Don't discount the difficulty of grasping rules for non-1st level characters in an untested (at the home table game). That fact makes me lean towards simply starting a new 1st level campaign. (Plus most of my players are pro-4e).

c.i.d.
 


hong said:
This is a feature, not a bug.

Nice.

I'm thinking it'll be one of their own, a gnome that was never quite accepted in gnomish society. This misanthrope enjoyed swamp boat rides, thievery, and reductionary nose jobs.

He'll also wear a hair piece.

c.i.d.
 

Cyronax said:
Nice.

I'm thinking it'll be one of their own, a gnome that was never quite accepted in gnomish society. This misanthrope enjoyed swamp boat rides, thievery, and reductionary nose jobs.

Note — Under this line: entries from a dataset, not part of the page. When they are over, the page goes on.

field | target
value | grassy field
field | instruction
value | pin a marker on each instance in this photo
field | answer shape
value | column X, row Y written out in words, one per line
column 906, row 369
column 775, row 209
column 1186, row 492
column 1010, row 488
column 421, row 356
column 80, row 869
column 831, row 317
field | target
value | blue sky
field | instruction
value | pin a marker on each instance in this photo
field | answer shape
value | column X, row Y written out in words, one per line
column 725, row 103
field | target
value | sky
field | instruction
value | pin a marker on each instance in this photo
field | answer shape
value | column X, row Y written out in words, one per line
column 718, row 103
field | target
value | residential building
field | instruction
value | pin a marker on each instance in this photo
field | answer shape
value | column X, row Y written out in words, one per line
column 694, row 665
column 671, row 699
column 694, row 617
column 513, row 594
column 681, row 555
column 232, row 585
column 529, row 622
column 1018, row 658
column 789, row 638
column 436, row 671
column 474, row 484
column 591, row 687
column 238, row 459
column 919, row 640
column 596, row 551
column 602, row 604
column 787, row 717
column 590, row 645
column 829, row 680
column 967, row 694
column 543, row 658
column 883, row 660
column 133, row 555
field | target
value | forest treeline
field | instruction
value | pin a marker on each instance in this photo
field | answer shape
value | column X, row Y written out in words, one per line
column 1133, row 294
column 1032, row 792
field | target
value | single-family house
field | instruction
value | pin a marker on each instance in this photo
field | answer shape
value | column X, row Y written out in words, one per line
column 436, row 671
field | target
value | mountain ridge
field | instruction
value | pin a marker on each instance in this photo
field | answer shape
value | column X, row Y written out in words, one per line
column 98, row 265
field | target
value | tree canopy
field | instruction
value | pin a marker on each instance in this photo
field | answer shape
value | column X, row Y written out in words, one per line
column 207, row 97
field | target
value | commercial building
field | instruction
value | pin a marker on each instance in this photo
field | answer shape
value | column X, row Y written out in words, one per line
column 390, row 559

He'll also wear a hair piece.

c.i.d.

Nice... hehe

Internal Gnomish Genocide, sounds awesome!

(not to rain on the parade here, but gnomes exist in 4e. They're in MM1 and have rules for being playable as characters. They simply don't get space in PH1.)
 

bjorn2bwild said:
(not to rain on the parade here, but gnomes exist in 4e. They're in MM1 and have rules for being playable as characters. They simply don't get space in PH1.)


sshh......

Gnomes were my favorite race to play after humans. I'm trying to be as dramatic and bitchy as possible without a nod toward reality.

.....please stop being an anti-gnomite.

c.i.d.

PS - I'm one of the sad people who spent good tokens to buy the 'gnome card' at DDXP. Yes, now I too can be a gnome in LFR. Hopefully it power games well with wizard ;)
 

Cyronax said:
I thought the conversion manual worked fairly well. It enabled me to transfer a mid-level 2e campaign to 3e with little problem.
I dunno, just the conversion of abilities scores can throw off the balance. A character with exception strength in 2e would end up with 20+ in 3e before racial adjustments, something a character created within the rules couldn't ever be. That alone tells me that formulaic conversions aren't going to work.
 


I think the hardest thing in adventure conversion will be finding enough room for all the monsters and pcs to fight.